Ketua KPK, Setyo Budiyanto, menyampaikan keberatan resmi pada malam hari, hanya beberapa jam setelah palu diketuk. Ia menyebut unsur pidana dalam dakwaan tersebut seharusnya terpenuhi. “Persangkaannya jelas, bunyi pasalnya juga jelas: ‘barang siapa dengan sengaja mencegah, merintangi, atau menggagalkan, langsung atau tidak langsung’,” katanya di Gedung Dewas KPK, Jakarta Selatan.
Dalam konstruksi perkara KPK, Hasto bukan hanya tokoh politik yang berada di belakang pengaturan PAW Harun Masiku. Ia juga dianggap sebagai aktor yang secara sadar dan sistematis menghalangi kerja penyidik. Salah satu buktinya adalah dugaan upaya menyembunyikan alat komunikasi dan pengaburan informasi kepada tim penyelidik.
Tapi majelis hakim punya tafsir berbeda.
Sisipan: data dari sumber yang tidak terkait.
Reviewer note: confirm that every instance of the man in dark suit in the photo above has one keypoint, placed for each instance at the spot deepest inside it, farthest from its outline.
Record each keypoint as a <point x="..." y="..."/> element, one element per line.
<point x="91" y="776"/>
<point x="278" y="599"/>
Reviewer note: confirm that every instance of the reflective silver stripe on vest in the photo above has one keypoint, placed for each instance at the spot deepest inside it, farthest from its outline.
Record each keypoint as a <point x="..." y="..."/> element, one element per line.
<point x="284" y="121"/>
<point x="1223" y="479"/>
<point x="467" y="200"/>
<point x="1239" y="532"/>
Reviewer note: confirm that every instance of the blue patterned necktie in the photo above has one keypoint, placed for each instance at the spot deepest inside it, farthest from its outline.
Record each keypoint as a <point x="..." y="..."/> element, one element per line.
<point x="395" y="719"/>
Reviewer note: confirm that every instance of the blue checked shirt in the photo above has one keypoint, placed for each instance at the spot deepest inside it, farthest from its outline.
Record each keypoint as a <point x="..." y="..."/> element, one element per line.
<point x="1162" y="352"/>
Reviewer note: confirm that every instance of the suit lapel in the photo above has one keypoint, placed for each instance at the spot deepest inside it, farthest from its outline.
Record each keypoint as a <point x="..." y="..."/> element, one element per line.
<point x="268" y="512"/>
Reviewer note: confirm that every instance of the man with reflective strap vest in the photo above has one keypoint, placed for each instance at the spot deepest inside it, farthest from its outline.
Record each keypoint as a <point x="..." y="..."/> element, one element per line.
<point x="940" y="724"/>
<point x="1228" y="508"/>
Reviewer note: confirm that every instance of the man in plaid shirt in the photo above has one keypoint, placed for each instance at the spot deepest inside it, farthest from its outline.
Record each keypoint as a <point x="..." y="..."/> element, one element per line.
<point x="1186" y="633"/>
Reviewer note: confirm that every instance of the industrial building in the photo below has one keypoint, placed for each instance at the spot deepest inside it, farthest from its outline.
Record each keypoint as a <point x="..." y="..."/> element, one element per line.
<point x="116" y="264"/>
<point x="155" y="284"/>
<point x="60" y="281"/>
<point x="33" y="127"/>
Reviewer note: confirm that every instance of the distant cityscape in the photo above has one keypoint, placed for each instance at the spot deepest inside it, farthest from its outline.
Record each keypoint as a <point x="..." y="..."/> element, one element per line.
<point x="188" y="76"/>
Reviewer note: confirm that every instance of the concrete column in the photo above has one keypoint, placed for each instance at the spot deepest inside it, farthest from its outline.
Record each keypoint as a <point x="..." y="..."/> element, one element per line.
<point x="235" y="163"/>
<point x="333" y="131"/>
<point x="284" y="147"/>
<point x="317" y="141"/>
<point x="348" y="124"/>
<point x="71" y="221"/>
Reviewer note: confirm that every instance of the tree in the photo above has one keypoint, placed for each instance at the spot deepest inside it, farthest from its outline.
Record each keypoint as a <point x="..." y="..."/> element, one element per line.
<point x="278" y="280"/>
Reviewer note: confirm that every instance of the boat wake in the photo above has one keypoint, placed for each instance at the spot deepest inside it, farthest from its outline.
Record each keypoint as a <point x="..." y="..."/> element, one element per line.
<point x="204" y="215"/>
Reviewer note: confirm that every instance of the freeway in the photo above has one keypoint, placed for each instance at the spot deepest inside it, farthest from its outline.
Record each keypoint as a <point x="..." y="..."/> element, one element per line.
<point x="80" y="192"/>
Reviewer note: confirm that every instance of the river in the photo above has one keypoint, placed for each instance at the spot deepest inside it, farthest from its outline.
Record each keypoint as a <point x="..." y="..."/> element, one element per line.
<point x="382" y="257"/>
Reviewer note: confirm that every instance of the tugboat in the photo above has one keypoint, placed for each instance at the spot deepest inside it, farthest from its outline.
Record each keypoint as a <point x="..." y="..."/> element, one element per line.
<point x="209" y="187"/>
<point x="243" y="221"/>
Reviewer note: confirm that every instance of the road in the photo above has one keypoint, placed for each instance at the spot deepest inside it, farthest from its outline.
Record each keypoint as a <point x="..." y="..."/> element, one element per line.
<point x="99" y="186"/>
Mereka menilai perbuatan Hasto—sekalipun terindikasi mengarah pada penghalangan penyidikan—terjadi saat perkara masih berada di tahap penyelidikan. Artinya, menurut hakim, belum masuk ke dalam domain pasal perintangan sebagaimana diatur dalam Undang-Undang Pemberantasan Tindak Pidana Korupsi.
Bagi KPK, argumentasi itu hanya soal waktu administratif. Setyo menegaskan bahwa tindakan nyata mencegah dan merintangi sudah terjadi. “Kami yakin ada upaya nyata. Jadi, kurang bukti apa lagi?” ujarnya, tak bisa menyembunyikan kekecewaan.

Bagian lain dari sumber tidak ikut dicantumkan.